アプリがナビゲーション バーの背後で全画面に配置された状態 |
2. システムバーの色を変更する
アプリが全画面に配置されるようになったら、システムバーの背後にあるコンテンツが見えるように、システムバーの色を変更する必要があります。Android Q
Android Q で動作するアプリの場合、システムバーの色を完全な透明に設定するだけです。(ソースはこちら)Android Q では、どのナビゲーション モードでも、システムバーの要素(時間、アイコン、ドラッグ ハンドルなど)の視覚的保護はすべてシステムが処理するようになりました。つまり、デベロッパー側で対応する必要はありません。システムで行われる処理は、次の 2 種類のいずれかとなります。
動的な色調整
システムバーの要素は、システムバーの背後にあるコンテンツに応じて色が変化します。たとえば、ハンドルの背後に明るい色のコンテンツがあるときは、ハンドルは暗めの色に変わります。反対に、背後に暗い色のコンテンツがあるときは、明るい色に変わります。この処理は、「動的な色調整」と呼ばれています。Android Q の動的な色調整 |
半透明スクリム
システムバーの背後に半透明のスクリムを適用する場合もあります。ただしこの処理は、アプリが targetSdkVersion を 29 と宣言した場合にのみ適用されます。アプリのターゲット バージョンが SDK 28 以前の場合は、この自動スクリムは表示されず、ナビゲーション バーは透明になります。Android Q のボタン ナビゲーション モードでスクリムが適用された状態 |
この 2 種類の処理はいずれも、システムバーの要素が常に見えるようにするために適用されるものです。システムがどちらの方法を採用するかは、いくつかの要因によって決まります。スクリムが適用されるのは次の場合です。
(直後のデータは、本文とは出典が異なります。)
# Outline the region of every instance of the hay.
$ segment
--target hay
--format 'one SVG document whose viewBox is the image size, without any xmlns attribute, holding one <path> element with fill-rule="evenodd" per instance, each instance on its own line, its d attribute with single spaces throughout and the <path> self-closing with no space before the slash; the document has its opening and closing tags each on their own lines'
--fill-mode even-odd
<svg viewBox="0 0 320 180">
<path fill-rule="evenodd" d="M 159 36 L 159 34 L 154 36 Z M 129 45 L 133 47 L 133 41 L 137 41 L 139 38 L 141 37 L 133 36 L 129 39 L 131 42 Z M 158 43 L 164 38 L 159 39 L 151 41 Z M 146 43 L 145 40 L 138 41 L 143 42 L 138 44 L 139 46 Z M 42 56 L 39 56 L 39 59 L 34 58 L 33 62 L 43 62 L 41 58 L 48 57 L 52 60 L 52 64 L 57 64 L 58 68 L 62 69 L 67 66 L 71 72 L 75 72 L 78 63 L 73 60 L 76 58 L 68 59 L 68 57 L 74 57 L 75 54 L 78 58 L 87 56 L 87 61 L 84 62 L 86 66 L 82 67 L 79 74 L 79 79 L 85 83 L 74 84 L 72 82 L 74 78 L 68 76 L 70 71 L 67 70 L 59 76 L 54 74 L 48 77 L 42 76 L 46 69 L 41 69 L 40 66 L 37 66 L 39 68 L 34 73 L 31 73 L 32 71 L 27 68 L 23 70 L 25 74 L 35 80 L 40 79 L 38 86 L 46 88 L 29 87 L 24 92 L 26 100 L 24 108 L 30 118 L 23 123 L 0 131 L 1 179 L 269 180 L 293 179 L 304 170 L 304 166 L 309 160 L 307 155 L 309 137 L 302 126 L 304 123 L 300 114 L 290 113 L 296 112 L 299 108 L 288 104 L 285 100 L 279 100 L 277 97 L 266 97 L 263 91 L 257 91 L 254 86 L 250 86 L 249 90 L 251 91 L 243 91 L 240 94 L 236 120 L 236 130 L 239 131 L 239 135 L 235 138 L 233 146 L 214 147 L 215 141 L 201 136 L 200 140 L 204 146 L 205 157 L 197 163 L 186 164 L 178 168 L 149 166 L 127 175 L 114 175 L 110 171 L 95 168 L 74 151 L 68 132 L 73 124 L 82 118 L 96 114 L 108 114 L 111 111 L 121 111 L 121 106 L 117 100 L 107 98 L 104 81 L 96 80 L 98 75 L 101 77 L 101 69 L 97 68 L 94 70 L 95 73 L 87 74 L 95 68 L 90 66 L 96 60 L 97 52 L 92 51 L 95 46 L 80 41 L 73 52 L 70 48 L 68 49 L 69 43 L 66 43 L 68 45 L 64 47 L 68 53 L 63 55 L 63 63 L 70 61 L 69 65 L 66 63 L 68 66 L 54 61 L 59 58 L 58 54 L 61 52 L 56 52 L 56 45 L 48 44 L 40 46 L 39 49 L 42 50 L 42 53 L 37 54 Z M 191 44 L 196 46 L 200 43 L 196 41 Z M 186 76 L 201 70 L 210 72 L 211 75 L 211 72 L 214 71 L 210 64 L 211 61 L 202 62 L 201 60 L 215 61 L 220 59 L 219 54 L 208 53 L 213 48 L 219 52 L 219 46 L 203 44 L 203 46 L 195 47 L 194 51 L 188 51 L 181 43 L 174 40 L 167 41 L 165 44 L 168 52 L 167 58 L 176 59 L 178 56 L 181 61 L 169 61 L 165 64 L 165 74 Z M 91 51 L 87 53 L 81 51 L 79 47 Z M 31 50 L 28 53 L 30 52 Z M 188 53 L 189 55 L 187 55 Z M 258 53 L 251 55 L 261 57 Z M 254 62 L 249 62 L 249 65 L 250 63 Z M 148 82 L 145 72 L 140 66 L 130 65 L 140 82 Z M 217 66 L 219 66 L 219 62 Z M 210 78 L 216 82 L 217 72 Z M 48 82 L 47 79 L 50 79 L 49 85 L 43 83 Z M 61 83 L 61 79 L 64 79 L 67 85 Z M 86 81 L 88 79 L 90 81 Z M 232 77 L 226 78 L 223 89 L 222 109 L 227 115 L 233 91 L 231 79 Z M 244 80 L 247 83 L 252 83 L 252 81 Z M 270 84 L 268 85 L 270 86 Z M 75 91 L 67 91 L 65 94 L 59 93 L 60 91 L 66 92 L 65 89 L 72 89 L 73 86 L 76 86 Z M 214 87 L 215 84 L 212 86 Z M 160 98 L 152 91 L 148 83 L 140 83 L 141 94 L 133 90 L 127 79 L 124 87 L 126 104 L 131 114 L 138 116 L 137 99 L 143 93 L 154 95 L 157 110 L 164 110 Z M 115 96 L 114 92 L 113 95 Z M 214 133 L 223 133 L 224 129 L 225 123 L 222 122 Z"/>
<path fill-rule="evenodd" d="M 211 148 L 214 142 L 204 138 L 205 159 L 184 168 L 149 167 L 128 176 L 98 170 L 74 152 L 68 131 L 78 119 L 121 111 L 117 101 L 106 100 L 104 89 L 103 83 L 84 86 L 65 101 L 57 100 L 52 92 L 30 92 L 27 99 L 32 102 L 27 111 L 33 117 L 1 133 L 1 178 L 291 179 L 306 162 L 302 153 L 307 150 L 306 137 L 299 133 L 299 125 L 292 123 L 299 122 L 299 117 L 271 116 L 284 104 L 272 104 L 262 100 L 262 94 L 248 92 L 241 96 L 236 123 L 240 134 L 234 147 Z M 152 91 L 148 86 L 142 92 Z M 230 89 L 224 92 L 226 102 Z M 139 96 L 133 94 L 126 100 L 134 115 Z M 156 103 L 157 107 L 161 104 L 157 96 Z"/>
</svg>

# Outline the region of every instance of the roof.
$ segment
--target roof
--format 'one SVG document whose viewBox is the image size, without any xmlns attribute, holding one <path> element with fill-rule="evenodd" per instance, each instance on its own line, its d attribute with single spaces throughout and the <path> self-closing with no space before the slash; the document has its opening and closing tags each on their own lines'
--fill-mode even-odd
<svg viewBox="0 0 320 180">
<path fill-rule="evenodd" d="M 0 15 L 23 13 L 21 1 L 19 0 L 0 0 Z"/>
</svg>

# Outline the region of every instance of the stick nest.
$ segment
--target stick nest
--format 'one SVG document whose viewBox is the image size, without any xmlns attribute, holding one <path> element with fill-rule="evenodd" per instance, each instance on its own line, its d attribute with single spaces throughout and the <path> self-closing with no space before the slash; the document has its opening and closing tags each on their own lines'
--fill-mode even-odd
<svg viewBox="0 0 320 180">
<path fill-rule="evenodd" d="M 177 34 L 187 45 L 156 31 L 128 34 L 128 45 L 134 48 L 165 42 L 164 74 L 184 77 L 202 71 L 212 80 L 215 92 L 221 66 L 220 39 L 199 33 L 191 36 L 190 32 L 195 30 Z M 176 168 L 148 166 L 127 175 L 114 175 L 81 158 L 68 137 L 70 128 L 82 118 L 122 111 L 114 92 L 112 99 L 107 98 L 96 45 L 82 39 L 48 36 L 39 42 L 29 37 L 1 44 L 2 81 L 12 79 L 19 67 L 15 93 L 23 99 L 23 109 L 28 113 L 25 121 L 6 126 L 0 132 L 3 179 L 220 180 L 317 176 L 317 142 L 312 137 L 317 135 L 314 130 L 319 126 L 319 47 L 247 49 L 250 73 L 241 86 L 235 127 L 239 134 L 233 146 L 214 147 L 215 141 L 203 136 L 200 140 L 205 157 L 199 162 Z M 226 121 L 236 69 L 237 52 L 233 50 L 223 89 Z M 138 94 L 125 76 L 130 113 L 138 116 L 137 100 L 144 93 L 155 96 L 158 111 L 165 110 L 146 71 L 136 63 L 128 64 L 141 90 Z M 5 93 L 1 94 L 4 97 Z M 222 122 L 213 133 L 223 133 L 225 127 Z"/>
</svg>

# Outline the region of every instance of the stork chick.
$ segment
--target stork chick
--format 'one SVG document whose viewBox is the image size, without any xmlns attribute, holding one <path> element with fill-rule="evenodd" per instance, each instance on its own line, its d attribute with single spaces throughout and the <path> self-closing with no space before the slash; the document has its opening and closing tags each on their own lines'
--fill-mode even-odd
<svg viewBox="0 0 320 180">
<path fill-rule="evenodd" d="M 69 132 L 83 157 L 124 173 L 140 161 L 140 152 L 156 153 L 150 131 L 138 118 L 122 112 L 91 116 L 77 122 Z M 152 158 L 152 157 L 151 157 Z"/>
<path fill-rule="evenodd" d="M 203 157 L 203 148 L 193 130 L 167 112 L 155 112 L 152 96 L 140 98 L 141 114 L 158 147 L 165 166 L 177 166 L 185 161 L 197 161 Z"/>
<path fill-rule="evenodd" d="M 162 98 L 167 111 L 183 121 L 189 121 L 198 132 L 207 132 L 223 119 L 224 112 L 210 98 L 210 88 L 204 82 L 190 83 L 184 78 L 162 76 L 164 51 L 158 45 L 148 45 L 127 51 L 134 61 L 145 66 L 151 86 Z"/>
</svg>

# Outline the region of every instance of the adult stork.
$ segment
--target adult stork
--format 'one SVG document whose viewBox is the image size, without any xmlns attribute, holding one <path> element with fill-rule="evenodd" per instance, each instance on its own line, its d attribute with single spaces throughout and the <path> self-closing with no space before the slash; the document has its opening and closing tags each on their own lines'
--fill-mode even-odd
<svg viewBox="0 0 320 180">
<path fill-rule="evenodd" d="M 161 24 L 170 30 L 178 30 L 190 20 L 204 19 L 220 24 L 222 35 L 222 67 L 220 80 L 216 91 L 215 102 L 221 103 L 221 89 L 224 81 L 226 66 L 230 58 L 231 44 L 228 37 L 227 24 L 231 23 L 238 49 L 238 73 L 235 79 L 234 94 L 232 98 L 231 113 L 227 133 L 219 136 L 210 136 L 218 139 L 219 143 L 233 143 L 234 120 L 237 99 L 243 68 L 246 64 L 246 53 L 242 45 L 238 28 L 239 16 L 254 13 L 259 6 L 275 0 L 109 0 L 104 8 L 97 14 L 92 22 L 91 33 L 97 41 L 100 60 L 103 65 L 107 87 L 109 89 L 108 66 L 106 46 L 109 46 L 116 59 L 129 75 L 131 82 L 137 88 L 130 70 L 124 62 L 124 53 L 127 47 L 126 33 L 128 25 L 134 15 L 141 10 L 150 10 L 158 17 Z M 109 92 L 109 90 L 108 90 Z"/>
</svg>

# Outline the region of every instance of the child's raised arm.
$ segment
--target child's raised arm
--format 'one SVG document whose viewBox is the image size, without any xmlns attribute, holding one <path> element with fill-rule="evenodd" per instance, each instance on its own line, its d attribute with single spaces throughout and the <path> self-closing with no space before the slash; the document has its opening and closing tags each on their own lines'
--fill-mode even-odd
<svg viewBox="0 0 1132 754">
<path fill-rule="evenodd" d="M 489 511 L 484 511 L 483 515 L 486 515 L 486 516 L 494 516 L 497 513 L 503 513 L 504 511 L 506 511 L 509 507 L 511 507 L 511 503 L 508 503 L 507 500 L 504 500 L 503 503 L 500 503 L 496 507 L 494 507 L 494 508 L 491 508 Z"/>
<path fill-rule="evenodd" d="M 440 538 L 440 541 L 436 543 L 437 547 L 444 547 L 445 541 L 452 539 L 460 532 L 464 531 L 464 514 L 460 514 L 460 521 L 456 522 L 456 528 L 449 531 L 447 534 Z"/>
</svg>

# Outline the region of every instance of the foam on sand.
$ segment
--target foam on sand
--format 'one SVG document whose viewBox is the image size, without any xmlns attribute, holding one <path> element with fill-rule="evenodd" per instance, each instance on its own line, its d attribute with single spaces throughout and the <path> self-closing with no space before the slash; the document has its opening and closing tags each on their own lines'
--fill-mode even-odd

- いずれかのボタンモード(2 ボタンまたは 3 ボタン)が有効になっている。
- ジェスチャー ナビゲーション モードが有効な状態に対し、デバイスのメーカーが動的な色調整を無効にしている。この理由としては、そのデバイスで色調整処理を行うとパフォーマンスが低下する可能性があることが挙げられます。
ジェスチャー ナビゲーション モードでスクリムが使用されている例 |
それ以外の場合は、動的な色調整が採用されます。上記の理由は現時点で当てはまるものであり、今後変わる可能性があります。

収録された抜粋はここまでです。